Inertia, not innovation, is winning.
VideoAmp is projecting $6 billion in currency and measurement transactions for 2026 — double its 2024 volume — but its leadership acknowledges the decision ultimately rests with the market.
“We don’t determine that,” Bryan Goski, VideoAmp’s CRO, said in January. “It will be up to the buyers and sellers if they want change or not.”
“If you had an option to change out your electricity provider, it’s not flipping a switch,” said Comscore’s executive vice president of commercial, Tara Gotch. “It is ripping out the wiring from your entire house and rewiring the house. And that’s not something that happens overnight or even in a year.”
Streaming as the disruptor
The NFL, which was at odds with Nielsen last fall, recently said the measurement company has made progress on transparency, according to the league’s chief data and analytics officer, Paul Ballew. He cautioned though that sentiment could shift within six to 12 months if Nielsen hasn’t resolved its issues.

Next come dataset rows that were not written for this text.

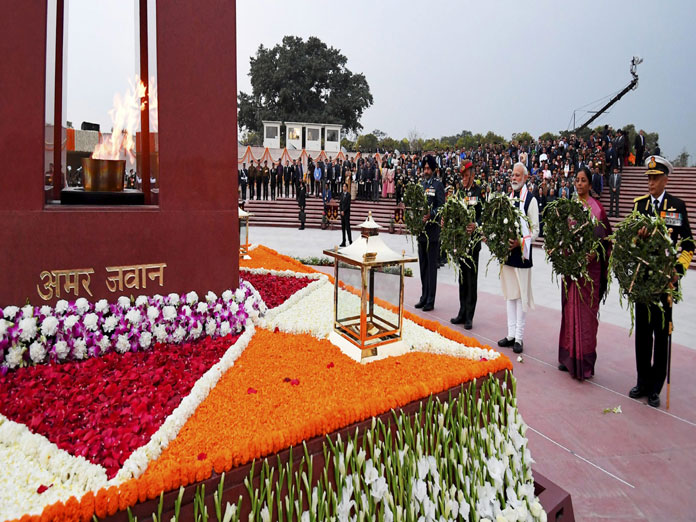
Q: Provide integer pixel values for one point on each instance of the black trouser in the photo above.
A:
(428, 258)
(345, 227)
(468, 283)
(651, 345)
(613, 202)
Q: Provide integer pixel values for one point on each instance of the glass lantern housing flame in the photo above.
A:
(366, 326)
(244, 233)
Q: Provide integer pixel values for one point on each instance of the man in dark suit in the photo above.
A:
(640, 147)
(302, 202)
(429, 241)
(471, 196)
(652, 328)
(287, 178)
(615, 189)
(344, 207)
(243, 180)
(252, 179)
(597, 183)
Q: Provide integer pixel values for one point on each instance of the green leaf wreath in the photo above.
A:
(455, 241)
(416, 207)
(643, 266)
(501, 222)
(569, 238)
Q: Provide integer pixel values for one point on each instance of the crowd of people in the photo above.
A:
(534, 174)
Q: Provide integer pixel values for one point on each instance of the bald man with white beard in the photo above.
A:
(516, 273)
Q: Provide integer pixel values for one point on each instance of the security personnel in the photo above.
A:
(471, 195)
(652, 332)
(429, 241)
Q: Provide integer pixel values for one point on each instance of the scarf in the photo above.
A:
(524, 227)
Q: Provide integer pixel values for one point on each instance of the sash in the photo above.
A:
(524, 227)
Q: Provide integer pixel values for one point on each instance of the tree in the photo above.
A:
(301, 80)
(253, 139)
(366, 143)
(521, 137)
(682, 160)
(548, 136)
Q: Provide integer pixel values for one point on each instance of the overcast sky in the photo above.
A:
(443, 66)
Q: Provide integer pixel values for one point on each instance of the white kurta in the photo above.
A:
(516, 283)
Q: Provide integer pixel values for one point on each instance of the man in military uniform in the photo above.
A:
(470, 194)
(652, 332)
(429, 241)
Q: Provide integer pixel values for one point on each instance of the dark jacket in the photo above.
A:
(673, 211)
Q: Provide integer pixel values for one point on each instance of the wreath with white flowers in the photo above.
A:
(455, 241)
(569, 238)
(643, 266)
(500, 224)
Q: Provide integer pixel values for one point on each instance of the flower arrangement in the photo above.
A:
(643, 266)
(500, 224)
(80, 329)
(455, 241)
(416, 207)
(569, 238)
(462, 459)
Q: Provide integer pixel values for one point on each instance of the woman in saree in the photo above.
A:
(577, 343)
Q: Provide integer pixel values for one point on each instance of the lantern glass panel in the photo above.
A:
(383, 288)
(348, 299)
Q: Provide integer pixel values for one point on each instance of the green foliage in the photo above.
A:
(682, 160)
(643, 266)
(548, 136)
(521, 137)
(417, 206)
(300, 80)
(569, 238)
(254, 139)
(501, 223)
(367, 143)
(455, 241)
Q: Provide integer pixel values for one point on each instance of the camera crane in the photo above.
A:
(635, 61)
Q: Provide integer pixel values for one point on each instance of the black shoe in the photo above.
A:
(637, 392)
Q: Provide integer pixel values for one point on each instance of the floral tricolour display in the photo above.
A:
(82, 329)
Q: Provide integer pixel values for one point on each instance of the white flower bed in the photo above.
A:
(312, 313)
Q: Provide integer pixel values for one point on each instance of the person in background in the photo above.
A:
(344, 206)
(429, 240)
(470, 194)
(516, 273)
(302, 202)
(652, 327)
(614, 191)
(266, 177)
(577, 341)
(243, 180)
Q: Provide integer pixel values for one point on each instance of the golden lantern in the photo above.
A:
(244, 233)
(368, 296)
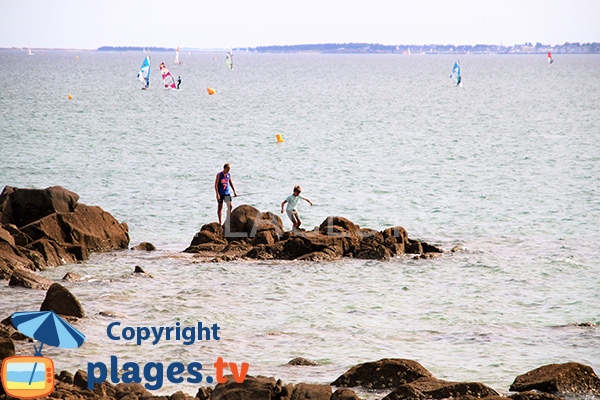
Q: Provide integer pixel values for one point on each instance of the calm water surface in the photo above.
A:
(506, 167)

WPP has forecasted that by the end of 2029 streaming will make up over 70% of ad supported impressions. Grand said this could get even higher depending on how quickly live sports move to streaming. He sees streaming as the force to alter the balance of power.
“Then we won’t be having currency debates anymore,” he said. “We’ll be talking about measurement with a capital M.”
Not everyone agrees on the timeline. Fox’s Kym Frank, the network’s senior vice president of research and data for ad sales, said that “2030 feels a little soon to be predicting the death of linear.”
Even as live sports move to streaming, key infrastructure — like dynamic ad insertion — still needs to scale before a new measurement model can take hold.
“I still have a lot of money on a linear-like rating and how that’s transacted. Currency is not going to go away,” said Mariel Estrada, Omnicom’s head of video currency, during the CIMM conference. “There’s still going to be a transaction between a buyer and a seller. What metrics we decide to use will be a discussion we have.”